213P - Use of 2D strain for early detection of myocardial dysfunction in patients receiving epirubicin

Background

Although epirubicin has improved outcome in breast cancer (BC) patients, it is associated to myocardial dysfunction affecting patients’ quality of life. The use of 2D-speckle-tracking echocardiography allows early myocardial dusfunction detection. The aim of this study was to evaluate early changes in Global Longitudinal Strain (GLS) and their association with later cardiotoxicity.

Methods

77 BC patients without cardiovascular risk factors were prospectively included. All patients received epirubicin. Twenty-five patients received further trastuzumab. left ventricular ejection fraction (LVEF) and GLS we measured before initiation of epirubicin, at 3 months and one year after chemotherapy (CT).

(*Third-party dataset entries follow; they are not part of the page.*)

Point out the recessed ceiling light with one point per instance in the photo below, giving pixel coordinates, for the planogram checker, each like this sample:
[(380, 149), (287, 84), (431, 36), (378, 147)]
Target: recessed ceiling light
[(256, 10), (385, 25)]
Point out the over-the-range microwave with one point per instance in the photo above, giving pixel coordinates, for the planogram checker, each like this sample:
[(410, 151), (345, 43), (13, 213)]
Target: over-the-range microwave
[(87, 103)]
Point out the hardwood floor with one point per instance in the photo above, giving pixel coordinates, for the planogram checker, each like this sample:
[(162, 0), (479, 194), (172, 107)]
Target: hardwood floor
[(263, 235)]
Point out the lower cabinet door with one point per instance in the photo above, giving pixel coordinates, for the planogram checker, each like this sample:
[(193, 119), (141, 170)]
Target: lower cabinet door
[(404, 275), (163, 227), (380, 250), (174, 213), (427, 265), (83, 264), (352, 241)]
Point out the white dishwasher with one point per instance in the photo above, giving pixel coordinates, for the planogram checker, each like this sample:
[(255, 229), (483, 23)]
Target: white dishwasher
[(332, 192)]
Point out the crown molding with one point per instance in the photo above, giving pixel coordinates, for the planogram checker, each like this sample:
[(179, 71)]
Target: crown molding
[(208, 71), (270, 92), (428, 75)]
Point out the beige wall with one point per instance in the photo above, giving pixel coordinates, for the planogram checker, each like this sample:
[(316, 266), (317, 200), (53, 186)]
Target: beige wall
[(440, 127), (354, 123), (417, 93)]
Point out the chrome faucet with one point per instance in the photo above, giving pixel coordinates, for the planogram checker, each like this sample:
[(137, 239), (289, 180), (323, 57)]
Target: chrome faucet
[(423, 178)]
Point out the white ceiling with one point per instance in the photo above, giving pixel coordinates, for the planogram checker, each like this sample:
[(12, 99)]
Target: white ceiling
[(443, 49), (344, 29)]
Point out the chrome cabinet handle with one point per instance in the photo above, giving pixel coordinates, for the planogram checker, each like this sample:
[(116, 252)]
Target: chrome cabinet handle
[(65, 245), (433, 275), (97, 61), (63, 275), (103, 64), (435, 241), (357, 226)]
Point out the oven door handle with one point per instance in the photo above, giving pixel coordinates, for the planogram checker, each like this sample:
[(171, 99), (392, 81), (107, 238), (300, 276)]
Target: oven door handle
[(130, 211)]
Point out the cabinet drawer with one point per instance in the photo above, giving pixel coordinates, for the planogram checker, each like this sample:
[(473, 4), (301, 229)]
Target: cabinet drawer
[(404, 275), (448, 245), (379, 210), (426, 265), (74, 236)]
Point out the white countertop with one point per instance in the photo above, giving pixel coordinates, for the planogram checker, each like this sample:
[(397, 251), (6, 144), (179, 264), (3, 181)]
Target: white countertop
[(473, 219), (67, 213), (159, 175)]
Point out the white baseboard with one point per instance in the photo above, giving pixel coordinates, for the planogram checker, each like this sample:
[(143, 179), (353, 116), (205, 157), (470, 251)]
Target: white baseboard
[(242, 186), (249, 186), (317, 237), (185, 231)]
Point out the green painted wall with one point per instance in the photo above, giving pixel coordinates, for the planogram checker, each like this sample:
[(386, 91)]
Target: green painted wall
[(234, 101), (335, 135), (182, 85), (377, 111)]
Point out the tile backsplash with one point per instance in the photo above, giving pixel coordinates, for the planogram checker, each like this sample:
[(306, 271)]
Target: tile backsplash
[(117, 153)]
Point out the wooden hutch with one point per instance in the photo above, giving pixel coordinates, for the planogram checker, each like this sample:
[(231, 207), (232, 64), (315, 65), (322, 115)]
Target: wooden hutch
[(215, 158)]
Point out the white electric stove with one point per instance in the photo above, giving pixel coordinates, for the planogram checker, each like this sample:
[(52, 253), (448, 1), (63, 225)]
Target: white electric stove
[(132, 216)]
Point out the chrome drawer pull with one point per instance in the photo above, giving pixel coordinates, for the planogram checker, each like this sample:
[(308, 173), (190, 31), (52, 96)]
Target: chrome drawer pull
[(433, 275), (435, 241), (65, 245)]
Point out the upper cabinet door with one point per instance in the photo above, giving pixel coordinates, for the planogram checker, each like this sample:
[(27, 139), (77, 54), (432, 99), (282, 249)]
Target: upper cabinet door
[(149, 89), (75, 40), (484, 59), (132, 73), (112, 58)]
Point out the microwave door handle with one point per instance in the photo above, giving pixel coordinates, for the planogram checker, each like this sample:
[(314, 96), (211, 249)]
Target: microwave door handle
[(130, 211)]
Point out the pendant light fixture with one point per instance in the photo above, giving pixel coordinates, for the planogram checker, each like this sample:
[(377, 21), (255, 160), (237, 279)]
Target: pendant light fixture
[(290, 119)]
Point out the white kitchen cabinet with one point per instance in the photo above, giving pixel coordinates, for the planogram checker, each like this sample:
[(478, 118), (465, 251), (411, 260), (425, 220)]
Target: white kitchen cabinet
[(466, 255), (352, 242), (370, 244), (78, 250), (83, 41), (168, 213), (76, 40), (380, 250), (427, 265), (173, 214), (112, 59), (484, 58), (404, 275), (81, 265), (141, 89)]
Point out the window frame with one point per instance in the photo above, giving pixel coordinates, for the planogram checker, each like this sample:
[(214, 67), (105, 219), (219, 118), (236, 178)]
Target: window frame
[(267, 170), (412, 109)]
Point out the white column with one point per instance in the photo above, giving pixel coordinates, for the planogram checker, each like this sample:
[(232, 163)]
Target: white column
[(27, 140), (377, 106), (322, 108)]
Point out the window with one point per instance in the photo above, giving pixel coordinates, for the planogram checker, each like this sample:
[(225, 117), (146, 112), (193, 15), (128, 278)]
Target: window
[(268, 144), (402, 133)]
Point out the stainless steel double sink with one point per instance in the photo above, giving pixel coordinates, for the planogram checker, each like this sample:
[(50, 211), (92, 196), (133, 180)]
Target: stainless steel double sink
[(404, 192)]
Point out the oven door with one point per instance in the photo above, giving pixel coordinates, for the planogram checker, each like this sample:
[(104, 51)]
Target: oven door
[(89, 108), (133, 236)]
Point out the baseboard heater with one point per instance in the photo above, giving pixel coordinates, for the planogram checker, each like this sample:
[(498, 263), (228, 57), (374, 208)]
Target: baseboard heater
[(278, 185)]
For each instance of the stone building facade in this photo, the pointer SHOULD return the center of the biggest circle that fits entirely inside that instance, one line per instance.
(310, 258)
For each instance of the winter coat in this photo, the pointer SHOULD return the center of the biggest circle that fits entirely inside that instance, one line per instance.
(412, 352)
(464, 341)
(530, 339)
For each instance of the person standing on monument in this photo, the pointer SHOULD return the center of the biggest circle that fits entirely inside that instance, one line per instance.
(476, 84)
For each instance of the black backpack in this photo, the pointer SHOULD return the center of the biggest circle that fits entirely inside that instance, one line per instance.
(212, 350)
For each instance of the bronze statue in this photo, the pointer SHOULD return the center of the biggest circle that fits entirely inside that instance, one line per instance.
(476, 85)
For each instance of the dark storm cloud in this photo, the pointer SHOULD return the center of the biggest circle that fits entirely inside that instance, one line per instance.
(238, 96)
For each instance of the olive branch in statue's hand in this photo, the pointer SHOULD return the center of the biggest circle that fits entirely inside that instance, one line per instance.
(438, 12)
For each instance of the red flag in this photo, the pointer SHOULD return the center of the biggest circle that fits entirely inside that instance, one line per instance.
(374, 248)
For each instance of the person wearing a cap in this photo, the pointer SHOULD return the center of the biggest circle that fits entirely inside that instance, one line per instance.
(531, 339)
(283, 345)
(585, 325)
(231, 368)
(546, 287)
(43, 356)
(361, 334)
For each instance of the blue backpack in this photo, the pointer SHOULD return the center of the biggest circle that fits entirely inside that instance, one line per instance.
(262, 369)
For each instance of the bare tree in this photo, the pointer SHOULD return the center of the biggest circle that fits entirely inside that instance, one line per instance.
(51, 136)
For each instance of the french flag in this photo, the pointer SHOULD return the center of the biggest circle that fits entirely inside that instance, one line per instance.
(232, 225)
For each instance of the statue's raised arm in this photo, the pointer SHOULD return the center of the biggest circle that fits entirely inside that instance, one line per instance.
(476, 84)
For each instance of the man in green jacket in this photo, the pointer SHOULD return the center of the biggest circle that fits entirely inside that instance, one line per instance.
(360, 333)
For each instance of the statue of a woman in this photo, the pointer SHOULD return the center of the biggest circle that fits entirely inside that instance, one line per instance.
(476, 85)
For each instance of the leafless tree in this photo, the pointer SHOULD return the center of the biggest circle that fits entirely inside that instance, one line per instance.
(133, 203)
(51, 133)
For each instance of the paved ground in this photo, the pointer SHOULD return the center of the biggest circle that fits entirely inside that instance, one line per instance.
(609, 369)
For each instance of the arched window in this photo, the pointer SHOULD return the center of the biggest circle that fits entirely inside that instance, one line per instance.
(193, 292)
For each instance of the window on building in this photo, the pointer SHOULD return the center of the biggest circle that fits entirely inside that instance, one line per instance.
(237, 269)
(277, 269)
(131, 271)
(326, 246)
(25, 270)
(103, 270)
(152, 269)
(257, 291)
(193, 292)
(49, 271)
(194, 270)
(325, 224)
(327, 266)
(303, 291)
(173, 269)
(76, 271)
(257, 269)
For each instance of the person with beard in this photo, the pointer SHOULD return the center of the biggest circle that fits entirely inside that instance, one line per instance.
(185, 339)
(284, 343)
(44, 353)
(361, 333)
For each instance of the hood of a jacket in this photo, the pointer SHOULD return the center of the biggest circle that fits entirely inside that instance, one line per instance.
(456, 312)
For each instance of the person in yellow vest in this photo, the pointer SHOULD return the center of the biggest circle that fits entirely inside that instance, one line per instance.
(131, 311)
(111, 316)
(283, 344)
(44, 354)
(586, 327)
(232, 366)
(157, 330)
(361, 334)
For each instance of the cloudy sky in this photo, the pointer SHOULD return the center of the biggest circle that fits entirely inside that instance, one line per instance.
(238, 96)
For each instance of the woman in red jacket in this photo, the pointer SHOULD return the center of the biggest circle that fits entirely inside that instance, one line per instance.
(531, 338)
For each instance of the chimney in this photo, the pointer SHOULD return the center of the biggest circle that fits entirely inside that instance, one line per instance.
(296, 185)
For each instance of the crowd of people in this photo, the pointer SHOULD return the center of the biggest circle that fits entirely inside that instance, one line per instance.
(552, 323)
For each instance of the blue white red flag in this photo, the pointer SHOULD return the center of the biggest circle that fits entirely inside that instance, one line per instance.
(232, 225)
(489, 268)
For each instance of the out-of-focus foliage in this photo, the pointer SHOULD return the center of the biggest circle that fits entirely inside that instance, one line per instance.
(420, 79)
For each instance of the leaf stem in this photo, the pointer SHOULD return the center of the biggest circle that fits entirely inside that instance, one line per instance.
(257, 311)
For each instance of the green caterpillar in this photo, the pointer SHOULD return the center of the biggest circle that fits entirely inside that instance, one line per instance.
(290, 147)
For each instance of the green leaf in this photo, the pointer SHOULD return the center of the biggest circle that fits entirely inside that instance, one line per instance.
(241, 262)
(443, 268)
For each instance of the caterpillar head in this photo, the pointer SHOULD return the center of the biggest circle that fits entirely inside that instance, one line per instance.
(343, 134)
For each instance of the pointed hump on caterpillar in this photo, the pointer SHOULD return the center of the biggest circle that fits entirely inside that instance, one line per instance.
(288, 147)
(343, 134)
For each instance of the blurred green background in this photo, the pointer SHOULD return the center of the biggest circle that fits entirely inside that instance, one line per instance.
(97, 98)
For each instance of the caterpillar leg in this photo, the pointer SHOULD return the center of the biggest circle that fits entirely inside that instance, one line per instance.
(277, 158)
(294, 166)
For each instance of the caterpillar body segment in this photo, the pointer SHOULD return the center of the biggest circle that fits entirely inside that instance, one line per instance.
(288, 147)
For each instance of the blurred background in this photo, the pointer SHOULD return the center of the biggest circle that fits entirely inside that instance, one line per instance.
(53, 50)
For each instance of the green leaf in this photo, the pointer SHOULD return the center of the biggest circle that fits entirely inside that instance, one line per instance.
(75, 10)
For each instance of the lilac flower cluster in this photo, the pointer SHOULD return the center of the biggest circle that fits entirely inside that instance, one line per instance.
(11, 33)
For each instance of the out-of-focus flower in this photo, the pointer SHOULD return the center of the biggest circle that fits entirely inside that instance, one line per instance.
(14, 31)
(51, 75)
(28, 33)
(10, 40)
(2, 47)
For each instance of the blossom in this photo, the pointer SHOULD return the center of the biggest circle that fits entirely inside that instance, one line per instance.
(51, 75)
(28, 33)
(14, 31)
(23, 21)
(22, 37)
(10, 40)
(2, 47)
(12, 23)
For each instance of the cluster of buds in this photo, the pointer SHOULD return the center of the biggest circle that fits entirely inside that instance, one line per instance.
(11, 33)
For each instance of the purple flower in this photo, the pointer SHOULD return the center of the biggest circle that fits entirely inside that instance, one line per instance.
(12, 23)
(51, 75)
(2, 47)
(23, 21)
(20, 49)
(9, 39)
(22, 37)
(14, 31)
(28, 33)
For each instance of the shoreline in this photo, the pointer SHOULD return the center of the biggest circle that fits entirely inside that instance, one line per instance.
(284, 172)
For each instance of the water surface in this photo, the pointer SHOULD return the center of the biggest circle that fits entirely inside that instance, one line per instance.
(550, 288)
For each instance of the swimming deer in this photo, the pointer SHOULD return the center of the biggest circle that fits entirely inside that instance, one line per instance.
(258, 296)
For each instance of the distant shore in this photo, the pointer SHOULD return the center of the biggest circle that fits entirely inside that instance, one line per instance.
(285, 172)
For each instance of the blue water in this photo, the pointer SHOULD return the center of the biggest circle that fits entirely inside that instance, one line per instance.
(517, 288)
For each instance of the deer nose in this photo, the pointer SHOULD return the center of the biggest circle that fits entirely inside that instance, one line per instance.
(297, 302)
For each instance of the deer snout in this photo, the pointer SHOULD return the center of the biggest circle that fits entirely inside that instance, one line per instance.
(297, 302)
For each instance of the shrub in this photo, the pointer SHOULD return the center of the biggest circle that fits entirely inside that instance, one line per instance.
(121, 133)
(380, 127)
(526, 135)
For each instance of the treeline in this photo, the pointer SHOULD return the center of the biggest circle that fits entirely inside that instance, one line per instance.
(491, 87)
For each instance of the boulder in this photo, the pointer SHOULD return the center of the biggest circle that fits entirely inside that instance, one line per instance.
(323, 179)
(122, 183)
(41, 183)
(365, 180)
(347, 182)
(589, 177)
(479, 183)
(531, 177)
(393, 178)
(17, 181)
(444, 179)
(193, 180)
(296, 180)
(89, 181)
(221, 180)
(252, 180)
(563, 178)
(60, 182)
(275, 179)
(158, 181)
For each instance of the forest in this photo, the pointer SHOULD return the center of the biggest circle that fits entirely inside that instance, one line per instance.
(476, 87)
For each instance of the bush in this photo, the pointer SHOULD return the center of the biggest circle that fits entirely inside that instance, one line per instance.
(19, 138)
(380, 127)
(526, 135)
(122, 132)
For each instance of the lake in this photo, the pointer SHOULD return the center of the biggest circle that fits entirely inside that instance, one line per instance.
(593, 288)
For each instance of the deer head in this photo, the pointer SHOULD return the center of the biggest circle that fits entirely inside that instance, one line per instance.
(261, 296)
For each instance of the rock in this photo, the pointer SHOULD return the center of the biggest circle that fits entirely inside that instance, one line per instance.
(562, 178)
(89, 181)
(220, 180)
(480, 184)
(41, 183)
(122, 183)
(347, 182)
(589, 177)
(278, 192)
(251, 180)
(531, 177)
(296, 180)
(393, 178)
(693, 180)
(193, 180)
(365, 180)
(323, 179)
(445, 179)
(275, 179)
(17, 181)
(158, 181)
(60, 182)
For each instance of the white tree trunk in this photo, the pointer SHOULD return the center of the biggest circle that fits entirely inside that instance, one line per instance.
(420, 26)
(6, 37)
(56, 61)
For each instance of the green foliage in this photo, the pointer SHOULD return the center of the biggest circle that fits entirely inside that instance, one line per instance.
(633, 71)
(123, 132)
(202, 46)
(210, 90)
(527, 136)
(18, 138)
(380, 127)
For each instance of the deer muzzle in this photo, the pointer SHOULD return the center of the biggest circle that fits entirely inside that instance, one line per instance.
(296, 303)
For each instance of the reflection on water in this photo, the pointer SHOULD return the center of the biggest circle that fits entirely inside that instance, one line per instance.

CT related cardiac dysfunction (CRCD) was defined as a LVEF decrease of 10% or a value below 53%.

Results

Mean age was 45 years. At baseline, mean LVEF was 69% and mean GLS was -21%. Three months after epirubicin regimen, mean LVEF was 64% and mean GLS was -19%. Two patients already presented acute heart failure within one month after the end of epirubicin and one patient presented transient dyspnea during trastuzumab. At one year, mean LVEF was 63% and mean GLS was -19%. Nine patients presented CRCD. In these patients, mean LFEV was 51% at 12 months while mean LVEF was 64% at 3 months. Their mean GLS at 3 months was -15% and GLS variation was 24%. Statistical analysis showed that only GLS values and variation at 3 months were predictive of later cardiotoxicity (p<0,001). GLS of -17% (Se= 100% and Sp=88%) or a decrease of 19% in GLS (Se=100% and Sp= 88%) at 3 months were associated with the onset of CRCD at one year. The maximum additional effect of trastuzumab was noted at 3 months. There were five patients with CRCD in the trastuzumab group versus two patients in the remaining patients (p=0,06).

Conclusions

Decrease in GLS at 3 months after epirubicin chemotherapy was statistically associated with CRCD at one year. This provides an accurate tool to allow early prevention of Cardiotoxicity. Further studies should be conducted to identify the best cardioprotective molecules to be initiated in these patients before LVEF decrease.

Clinical trial identification

prospective study

Editorial acknowledgement

we think all authors for their contribution to the study

Legal entity responsible for the study

Department of Medical Oncology, Hospital Militaire de Tunis.

Funding

Has not received any funding.

Disclosure

All authors have declared no conflicts of interest.